Taking advantage of their monarch's gratitude for the success of the Calais campaign and riding on a wave of popular euphoria, the Duc de Guise and his brother the Cardinal of Lorraine agitated for the marriage of their niece to the youthful heir to the French throne. The fortunes of the girl queen and the triumphant family of her mother, Mary of Guise, were fatally intertwined. At this time, the Guises seemed to be so much in the ascendant that many of their fellow nobles resented and envied their power, fearing that it was they who in effect ruled France.
Elizabeth and Mary Queen of Scots had always been aware of each other, of their kinship and relations to the English crown. As cousins, they were both descended from Henry VII, Elizabeth as his grand-daughter, Mary as his great-granddaughter. European royalty was a small, elite and intermarried band. As the subject of the English succession loomed again, Elizabeth was acutely conscious of the strength of the Queen of Scots' claim to the English throne. Certainly she knew that if her sister Mary I's repeal of Henry VIII's Act of Supremacy was allowed to stand then her own parents' marriage would remain invalid and she could be marginalised and disinherited as a bastard. To most Catholics Henry's marriage to Anne Boleyn had always been invalid and Mary Queen of Scots was legally and morally next in line to the English throne. If Mary united the thrones of Scotland, France and England then this would ensure that England remained a part of Catholic Christendom.
However, if the Acts of Mary Tudor's reign should be reversed, then Elizabeth's legitimacy was confirmed and she, as Henry VIII's legitimate daughter, had not only the natural but the more direct claim. She also had popular, emotional appeal. Her tall, regal figure and her reddish gold colouring reminded the people, grown nostalgic and selective in their memory of "Good King Harry," of her father when young. Her surprisingly dark eyes, an inheritance of the best feature of her mother Anne Boleyn, were not enough to blur the bold impression that the best of her father lived on in her.
In fact, despite the stain on her mother's name, it was to Elizabeth's credit that she was not the daughter of a foreign princess, that unadulterated English blood ran in her veins and that she had been born in Greenwich Palace, at the centre of English royal power. In early peace negotiations with France, Elizabeth had Cecil point out she was "descended by father and mother of mere English blood, and not of Spain, as her sister was." This meant she was "a free prince and owner of her crown and people." She was an Englishwoman, and she knew this counted for much in this island nation of hers. "Was I not born in the realm? Were my parents born in any foreign country? Is there any cause I should alienate myself from being careful over this country? Is not my kingdom here?"

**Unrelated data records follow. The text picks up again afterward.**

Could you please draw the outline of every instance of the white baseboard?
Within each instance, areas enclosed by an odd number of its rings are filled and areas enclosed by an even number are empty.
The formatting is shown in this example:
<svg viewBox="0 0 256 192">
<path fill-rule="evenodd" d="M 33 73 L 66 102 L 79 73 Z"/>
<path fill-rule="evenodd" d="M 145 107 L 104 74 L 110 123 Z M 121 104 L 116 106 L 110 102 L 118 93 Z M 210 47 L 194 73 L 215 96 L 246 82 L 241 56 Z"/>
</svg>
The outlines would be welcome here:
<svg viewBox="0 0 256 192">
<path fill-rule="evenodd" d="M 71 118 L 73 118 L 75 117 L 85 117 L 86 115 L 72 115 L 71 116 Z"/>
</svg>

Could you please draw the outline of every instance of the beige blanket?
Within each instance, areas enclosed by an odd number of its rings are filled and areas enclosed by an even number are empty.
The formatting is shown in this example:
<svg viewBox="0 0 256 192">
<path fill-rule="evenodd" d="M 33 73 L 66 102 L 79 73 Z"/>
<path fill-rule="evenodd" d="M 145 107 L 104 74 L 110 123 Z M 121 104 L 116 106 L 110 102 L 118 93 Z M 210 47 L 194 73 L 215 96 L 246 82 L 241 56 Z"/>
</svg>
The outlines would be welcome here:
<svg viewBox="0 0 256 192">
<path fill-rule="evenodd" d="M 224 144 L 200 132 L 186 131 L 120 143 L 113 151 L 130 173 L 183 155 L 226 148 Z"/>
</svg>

At the beginning of the sixteenth century, a Venetian ambassador noted the insularity and self-satisfaction of the English even then:
the English are great lovers of themselves, and of everything belonging to them; they think that there are no other men than themselves, and no other world but England; and whenever they see a handsome foreigner, they say that "he looks like an En-glishman," and that "it is a great pity that he should not be an Englishman."